Does Lion’s Safari-Only Mode Push it Into Chrome Territory?
The upcoming Mac OS X Lion includes a mode that only loads the Safari web browser when the machine is turned on and does nothing else, thereby creating a web-only computing environment. Does this sandboxed version of Safari have implications deeper than guest convenience? Here’s a little speculation on whether this feature is Apple’s counter to Google Chrome, as well as the potential channel implications …
Apple clearly has been paying attention to how computers are being used and borrowed, and the new Safari-only mode is proof of that. According to the company, Mac OS X Lion’s “restart to Safari” feature is exceptionally “safer” than a multi-user setup with guest accounts. The reason is two-fold: The locked-down Safari mode cannot access the local file system, so no one can access files on the machine. And, if the screen is locked and someone wants to use the computer, “reset to Safari” won’t destroy the work of the previous user of the machine. Mac OS X Lion is able to take a snapshot of all apps when users log out or the machine is shut down. Workflow, data and settings can be instantly revived and put to back the way they were.

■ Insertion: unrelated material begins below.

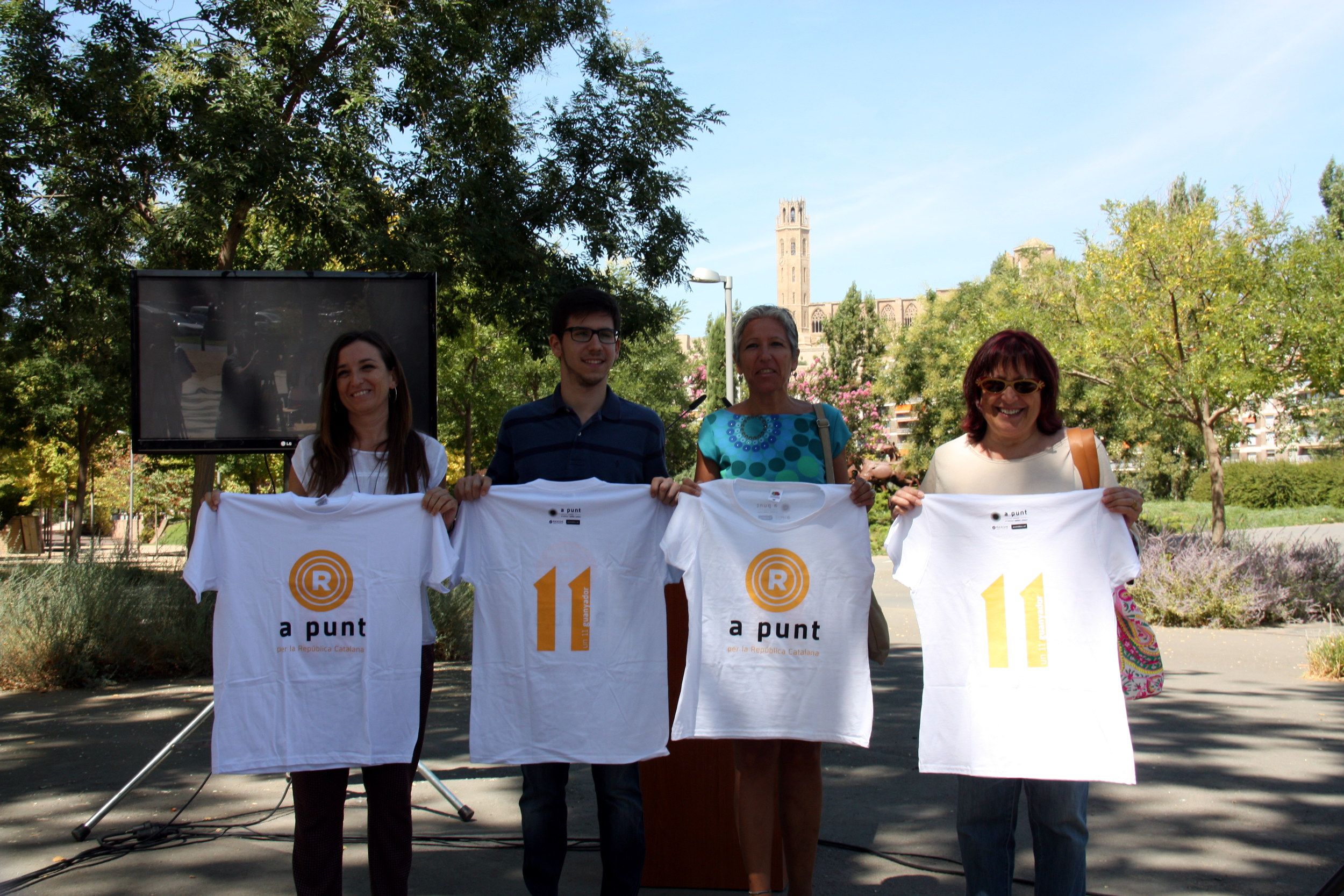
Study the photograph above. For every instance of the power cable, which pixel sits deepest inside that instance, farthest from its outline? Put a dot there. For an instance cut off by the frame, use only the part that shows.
(152, 836)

Some reports say that Safari-only mode was designed to help “encourage” Mac thieves to make an Internet connection so that “Find My Mac” services can be utilized more easily, but I think that’s not the main purpose. Apple understands clearly that the browser is where the majority of desktop computing is done, and for some, it’s all they need. Implementing this mode on a Mac can instantly make Mac OS X Lion more attractive to computer labs or computer kiosks, too. VARs working with Macs now have an instant value-add without having to install software that essentially provides the same locked-down features.
But here’s where it gets more interesting: Some users have reported the Safari-only mode boots from Mac OS X Lion’s recovery partition, not the main partition, so not only is it virtually isolated from all the owner’s regular data, the mode is running on a partition with very little data — likely, a compressed and stripped-down version of Mac OS X.

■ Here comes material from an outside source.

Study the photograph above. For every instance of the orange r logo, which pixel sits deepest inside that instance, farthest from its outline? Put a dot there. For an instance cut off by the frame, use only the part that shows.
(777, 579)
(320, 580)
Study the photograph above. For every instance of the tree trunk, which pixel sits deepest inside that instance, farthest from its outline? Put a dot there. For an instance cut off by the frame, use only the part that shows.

Users could, theoretically, deploy such a bare-bones version on a small laptop with limited localized solid-state storage and create a Chrome-like user experience. Imagine this: an Apple device that runs only Safari and the Mac App Store. It could be a device somewhere between an iPad and a MacBook Air. It’s not likely Apple would ever do this, but the fact that Apple has created this feature shows forward-thinking. It’s not a direct threat to Google, but Apple seems to be watching and listening (maybe even lurking) from afar and slowly implementing features at its own pace.